Hi! My name is Little Chex Bar, but they call me Chance. I am a regsitered Breeding Stock Paint. I was born on June 23, 2000.
* I traced him back to Man O' War, Leo,3 Bars, and Cotton Eyed Joe. How cool is that?! I even went all the way back to 1663, when its showed only thoroughbreds and arabs!*

When I was 2, I was sold to some people. *i am guessing at most of this* 
After they broke me, I was sold again to some people that didn't have me that long, before they gave me to a girl that loved me a lot. They wrote down the whole thing to transfer my papers, but never did. In the Summer of 2009, they sent me to Yosemete to be a trail horse for the government. They were supposed to buy him, because the girl that had him was going to college and getting out of riding. Well, according to my old owner( #4, to be precise), they said they couldnt give her a check for 4 months, but she said that would be ok. Well. the people that brought him down *her friends I'm guessing* Brought me back. The lady pulled my last loose shoe and rasped my hoof down*GASP!*.

I then was not ridden for 3 months, except for twice. I wasn't listed for sale, but my new owner's neighbor that she rides with told her about it. it is her sister in law, but they are feuding. At one point, she got a bale of hay from my neighbor. But the funny thing was, when they dropped me off, she had a fancy cell and a french Mani. Oh, did I mention that her house foreclosed on a while back? And that they let my feet go for a long time? And worse, they didnt get longer. They got so short it hurt me to walk. But then this girl came to see me. I must've been good because I am at her house now! 

I have 4 new shoes on my feet, and am getting green grass, grain, and good hay everyday. When they bought me, they got my blanket with me, though its kinda big for me. *I don't think they used it much! Chance is sooooo furry!* I have a buddy in my pasture* A horse that boarding with us. A food-jerk thoroughbred*, and *our neighbors horses* 5 horses and a mule next door, though I can't get next to the other 2's pasture, though I can see it. 
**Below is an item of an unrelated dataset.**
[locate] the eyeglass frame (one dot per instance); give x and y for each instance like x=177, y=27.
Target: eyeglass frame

I get to go on trail rides and worked in the arena on stuff. A while ago, I was barrel raced and pole bended lots*We are refreshing him, but so far I think he is starting to remember his old stuff, he is doing great! We have had our battles since i got him some weeks ago, he was at our house for a week before we actually signed papers to make sure he was sound by our farrier*. Oh, did I mention I am 15-15.1 hands and 9 years old *and a total sweetheart*? 

I am now at a great home, and I hope you enjoyed my story!
** I hope this will be his forever home, he sure deserves it!*
*_Pics are of him on the day we looked at him. You can feel his shoulder bones, and he is ribby if you feel his sides, but you can't tell_ _from the pics because of his coat. The girl in the one pic is the person we bought him from.More pics coming soon! He looks so much happier now!
_


----------



## steff (May 4, 2008)

Wow what a lovely story!! It's nice he has got his happy ending x


----------



## equiniphile (Aug 16, 2009)

Aww. His hooves are really short in that pic. How did they wear down that much??


----------



## thunderhooves (Aug 9, 2009)

Not being properly take care of. he had even started to drag his back hooves.


----------



## Kentucky (Aug 2, 2008)

i hope everything works how for all of y'all and watch his feet that may be more problems later.


----------



## horses4life43 (Nov 8, 2009)

I'm glad everything worked out. I bet he's happy with you.


----------



## reining girl (Jan 30, 2009)

awww, i hope he stays with you forever.


----------



## thunderhooves (Aug 9, 2009)

our farrier is really good, and his feet will be fine. they are just short now.


----------